Compare-and-Swap (CAS) Algorithms — Interview¶
Table of Contents¶
- How to Use This File
- Conceptual Questions
- Code-Reading Questions
- Design Questions
- Performance Questions
- Hardware-Level Questions
- Bug-Spotting Questions
- System-Design Vignettes
- Whiteboard Coding Prompts
How to Use This File¶
These questions span junior, middle, senior, and professional levels. For each: a short prompt, a complete answer, and (where relevant) the reasoning a strong candidate would walk through. The expected depth differs across levels — what is a complete answer for a junior interview may be a starting point at the senior level.
For self-study, cover the answer, attempt to articulate it, then compare.
Conceptual Questions¶
Q1. What is Compare-and-Swap in one sentence?¶
Answer. CAS is an atomic CPU operation that conditionally writes a new value to a memory location only if the current value matches an expected old value, returning whether the write happened.
Q2. Why is CAS atomic?¶
Answer. Because the hardware implements it as a single instruction (LOCK CMPXCHG on x86, CAS or LL/SC on ARM) that holds exclusive ownership of the cache line for the duration of the read, compare, and conditional write. No other CPU can observe a partial state.
Q3. Write the canonical CAS-loop pseudocode.¶
Answer.
Four phases: load snapshot, compute new value from snapshot, attempt swap, retry on failure.
Q4. What is the difference between lock-free and wait-free?¶
Answer.
- Lock-free: at every instant, at least one thread makes progress globally. Individual threads can stall, but the system advances.
- Wait-free: every thread completes its operation in a bounded number of its own steps, regardless of other threads.
CAS loops are lock-free but not wait-free.

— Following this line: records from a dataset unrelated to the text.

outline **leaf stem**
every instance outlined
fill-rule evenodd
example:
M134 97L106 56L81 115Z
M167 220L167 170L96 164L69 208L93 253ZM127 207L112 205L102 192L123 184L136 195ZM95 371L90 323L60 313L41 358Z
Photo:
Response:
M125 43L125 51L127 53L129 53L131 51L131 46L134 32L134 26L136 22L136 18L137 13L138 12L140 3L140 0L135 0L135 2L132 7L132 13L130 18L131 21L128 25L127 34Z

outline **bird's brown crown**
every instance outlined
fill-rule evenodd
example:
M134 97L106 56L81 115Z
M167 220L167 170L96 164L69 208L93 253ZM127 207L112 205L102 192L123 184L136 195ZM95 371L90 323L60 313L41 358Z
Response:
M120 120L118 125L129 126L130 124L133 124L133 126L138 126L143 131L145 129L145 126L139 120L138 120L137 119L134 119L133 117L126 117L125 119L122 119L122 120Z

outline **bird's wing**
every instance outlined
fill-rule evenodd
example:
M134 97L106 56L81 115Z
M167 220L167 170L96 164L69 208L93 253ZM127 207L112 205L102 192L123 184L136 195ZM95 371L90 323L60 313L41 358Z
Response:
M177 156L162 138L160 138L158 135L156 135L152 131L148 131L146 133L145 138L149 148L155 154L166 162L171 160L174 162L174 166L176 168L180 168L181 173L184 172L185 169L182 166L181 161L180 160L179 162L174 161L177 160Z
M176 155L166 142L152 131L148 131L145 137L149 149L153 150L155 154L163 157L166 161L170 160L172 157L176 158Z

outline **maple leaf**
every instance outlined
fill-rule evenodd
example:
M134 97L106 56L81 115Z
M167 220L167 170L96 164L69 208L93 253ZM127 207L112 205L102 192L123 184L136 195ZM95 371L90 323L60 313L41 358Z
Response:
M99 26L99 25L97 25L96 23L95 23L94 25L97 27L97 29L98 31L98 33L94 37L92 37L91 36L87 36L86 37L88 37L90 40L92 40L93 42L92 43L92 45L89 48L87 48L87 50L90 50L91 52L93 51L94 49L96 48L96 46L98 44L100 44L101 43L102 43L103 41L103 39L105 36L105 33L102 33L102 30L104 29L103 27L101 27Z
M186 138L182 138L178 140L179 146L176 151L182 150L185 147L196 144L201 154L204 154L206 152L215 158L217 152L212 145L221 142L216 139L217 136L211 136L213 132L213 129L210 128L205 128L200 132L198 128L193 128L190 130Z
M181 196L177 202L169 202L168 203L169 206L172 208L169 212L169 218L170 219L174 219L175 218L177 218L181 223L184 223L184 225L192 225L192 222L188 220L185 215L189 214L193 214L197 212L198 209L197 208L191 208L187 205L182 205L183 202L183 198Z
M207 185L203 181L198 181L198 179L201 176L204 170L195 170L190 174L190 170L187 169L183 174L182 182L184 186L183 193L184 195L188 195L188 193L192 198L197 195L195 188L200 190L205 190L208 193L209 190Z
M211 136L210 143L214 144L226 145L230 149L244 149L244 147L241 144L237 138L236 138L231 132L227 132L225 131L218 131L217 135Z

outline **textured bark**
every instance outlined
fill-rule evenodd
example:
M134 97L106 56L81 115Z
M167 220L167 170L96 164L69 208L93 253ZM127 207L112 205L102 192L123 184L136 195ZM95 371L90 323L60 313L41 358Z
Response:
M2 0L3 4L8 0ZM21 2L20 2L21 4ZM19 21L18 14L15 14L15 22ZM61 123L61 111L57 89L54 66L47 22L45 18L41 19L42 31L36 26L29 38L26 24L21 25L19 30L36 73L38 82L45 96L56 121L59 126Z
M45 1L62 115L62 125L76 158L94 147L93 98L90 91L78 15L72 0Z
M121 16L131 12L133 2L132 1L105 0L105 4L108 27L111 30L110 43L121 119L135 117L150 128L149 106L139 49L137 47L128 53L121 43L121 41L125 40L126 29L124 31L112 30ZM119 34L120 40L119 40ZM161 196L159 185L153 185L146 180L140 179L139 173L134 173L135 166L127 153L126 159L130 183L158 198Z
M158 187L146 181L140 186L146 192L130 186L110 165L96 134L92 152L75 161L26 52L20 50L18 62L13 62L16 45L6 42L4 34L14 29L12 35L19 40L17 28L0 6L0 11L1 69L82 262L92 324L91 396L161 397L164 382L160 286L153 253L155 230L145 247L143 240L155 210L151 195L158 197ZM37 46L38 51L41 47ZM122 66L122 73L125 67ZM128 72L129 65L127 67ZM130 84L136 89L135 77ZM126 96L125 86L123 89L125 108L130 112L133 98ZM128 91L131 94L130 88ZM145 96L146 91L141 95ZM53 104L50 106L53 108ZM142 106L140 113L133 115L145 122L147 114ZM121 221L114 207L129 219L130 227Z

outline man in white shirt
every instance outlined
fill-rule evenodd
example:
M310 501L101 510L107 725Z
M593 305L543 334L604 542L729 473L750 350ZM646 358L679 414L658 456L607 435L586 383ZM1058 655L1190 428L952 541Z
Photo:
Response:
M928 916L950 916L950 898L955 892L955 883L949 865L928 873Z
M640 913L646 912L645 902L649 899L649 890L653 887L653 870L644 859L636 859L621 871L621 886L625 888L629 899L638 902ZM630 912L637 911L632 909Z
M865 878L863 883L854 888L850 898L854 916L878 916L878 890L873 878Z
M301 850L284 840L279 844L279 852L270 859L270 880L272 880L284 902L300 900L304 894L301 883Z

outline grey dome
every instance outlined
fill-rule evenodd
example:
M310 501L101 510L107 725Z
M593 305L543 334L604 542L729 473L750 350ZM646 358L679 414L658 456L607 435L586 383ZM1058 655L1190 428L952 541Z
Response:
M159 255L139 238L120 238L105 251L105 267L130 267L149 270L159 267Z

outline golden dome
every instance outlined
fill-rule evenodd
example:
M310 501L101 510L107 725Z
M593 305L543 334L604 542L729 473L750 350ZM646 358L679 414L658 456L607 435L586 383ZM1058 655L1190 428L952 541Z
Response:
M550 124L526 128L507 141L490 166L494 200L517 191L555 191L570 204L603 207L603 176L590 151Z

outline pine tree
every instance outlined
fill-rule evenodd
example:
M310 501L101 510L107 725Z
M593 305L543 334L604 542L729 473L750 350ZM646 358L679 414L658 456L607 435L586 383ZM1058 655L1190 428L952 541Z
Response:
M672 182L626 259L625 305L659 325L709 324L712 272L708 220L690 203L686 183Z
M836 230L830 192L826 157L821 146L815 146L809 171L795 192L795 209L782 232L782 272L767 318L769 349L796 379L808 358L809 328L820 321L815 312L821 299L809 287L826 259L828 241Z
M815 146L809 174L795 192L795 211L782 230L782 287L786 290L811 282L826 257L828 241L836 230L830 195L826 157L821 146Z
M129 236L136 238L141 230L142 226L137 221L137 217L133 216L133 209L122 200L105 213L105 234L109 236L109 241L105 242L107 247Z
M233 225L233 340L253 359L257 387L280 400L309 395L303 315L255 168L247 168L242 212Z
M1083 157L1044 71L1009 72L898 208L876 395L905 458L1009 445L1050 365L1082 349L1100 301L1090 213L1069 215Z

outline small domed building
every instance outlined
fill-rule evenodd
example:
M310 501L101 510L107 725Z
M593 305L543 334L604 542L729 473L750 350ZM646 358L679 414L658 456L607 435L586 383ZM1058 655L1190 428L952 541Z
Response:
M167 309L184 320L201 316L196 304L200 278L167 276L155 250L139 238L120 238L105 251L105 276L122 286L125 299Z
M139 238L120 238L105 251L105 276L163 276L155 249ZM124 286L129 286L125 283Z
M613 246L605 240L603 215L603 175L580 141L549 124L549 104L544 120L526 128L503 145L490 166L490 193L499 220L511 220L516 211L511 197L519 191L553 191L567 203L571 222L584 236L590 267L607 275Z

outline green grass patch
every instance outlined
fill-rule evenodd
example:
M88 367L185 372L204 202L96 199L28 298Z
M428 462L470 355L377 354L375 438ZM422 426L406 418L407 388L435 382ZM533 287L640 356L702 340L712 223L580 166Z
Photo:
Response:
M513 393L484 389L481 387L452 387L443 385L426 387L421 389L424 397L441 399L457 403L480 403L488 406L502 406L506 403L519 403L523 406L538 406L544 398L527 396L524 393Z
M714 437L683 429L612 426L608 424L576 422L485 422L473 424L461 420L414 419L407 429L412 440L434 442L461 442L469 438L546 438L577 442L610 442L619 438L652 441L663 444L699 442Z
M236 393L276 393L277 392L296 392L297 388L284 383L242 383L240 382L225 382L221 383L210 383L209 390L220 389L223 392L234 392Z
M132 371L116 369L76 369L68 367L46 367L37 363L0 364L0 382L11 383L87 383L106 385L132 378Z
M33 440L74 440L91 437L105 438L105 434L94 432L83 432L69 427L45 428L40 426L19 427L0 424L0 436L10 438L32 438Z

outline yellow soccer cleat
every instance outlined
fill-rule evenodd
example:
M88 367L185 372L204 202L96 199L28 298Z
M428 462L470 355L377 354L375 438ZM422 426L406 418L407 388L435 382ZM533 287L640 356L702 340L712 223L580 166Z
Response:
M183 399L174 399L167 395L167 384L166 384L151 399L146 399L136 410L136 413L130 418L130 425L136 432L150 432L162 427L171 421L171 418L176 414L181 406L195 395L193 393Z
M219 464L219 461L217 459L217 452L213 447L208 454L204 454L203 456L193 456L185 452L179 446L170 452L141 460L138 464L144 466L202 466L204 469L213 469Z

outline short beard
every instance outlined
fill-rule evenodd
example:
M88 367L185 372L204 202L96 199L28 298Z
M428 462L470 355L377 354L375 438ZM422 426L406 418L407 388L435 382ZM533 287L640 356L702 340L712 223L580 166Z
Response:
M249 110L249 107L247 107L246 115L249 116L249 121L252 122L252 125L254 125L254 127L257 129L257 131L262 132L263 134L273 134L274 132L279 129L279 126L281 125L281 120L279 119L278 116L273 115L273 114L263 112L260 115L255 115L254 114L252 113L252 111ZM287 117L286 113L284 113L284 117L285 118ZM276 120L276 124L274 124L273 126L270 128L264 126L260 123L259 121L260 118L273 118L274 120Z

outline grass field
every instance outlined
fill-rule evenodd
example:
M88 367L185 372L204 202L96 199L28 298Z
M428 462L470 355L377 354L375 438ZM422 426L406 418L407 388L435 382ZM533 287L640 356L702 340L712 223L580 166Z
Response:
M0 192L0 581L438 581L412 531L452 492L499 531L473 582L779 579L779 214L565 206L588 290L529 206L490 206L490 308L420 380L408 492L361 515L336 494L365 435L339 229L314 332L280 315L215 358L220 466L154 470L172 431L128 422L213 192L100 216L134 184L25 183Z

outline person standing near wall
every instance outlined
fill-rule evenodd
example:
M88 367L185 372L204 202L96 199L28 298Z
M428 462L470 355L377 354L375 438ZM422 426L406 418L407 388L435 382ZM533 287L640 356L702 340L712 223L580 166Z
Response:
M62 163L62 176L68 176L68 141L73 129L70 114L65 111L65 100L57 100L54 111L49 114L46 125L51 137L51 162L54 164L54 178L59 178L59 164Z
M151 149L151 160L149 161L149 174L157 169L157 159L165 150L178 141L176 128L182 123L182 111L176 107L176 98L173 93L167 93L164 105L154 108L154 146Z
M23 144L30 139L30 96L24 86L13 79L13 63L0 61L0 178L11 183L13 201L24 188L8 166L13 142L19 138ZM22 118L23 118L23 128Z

Q5. Why isn't a CAS loop wait-free?¶
Answer. Under sustained contention, a particular goroutine can lose its CAS arbitrarily many times. Some other goroutine wins each round (so the system progresses), but any single goroutine can be starved indefinitely.
Q6. What is the ABA problem?¶
Answer. A value changes from A to B and back to A between a thread's read and its CAS. The CAS succeeds because the values match, but the state of the world has changed underneath. Common when memory is recycled (e.g., from a pool). Solutions: versioned pointers, hazard pointers, epoch-based reclamation. In pure-Go code with GC, ABA on pointer CAS is rare because the GC keeps observed pointers alive.
Q7. Are Go's atomic operations sequentially consistent?¶
Answer. Yes, since Go 1.19 the memory model formally specifies sequential consistency for all sync/atomic operations. All atomics across the program have a single total order consistent with each goroutine's program order. This is the same guarantee as Java's volatile and C++'s memory_order_seq_cst.
Q8. What does the typed atomic.Int64 give you over the legacy atomic.CompareAndSwapInt64?¶
Answer. Three things:
- Alignment. The struct includes an
align64marker forcing 8-byte alignment on 32-bit platforms. - Copy safety. The struct embeds
noCopy;go vetflags accidental copies. - Ergonomics. Method calls instead of passing addresses, no
unsafe.Pointerfor pointer types.
Q9. When should you use Add instead of a CAS loop?¶
Answer. Whenever the operation is unconditional and maps to a hardware atomic instruction. Add(1) is one instruction; the CAS loop is at least three plus a possible retry. For conditional updates (set-if-greater, increment-if-positive), use CAS.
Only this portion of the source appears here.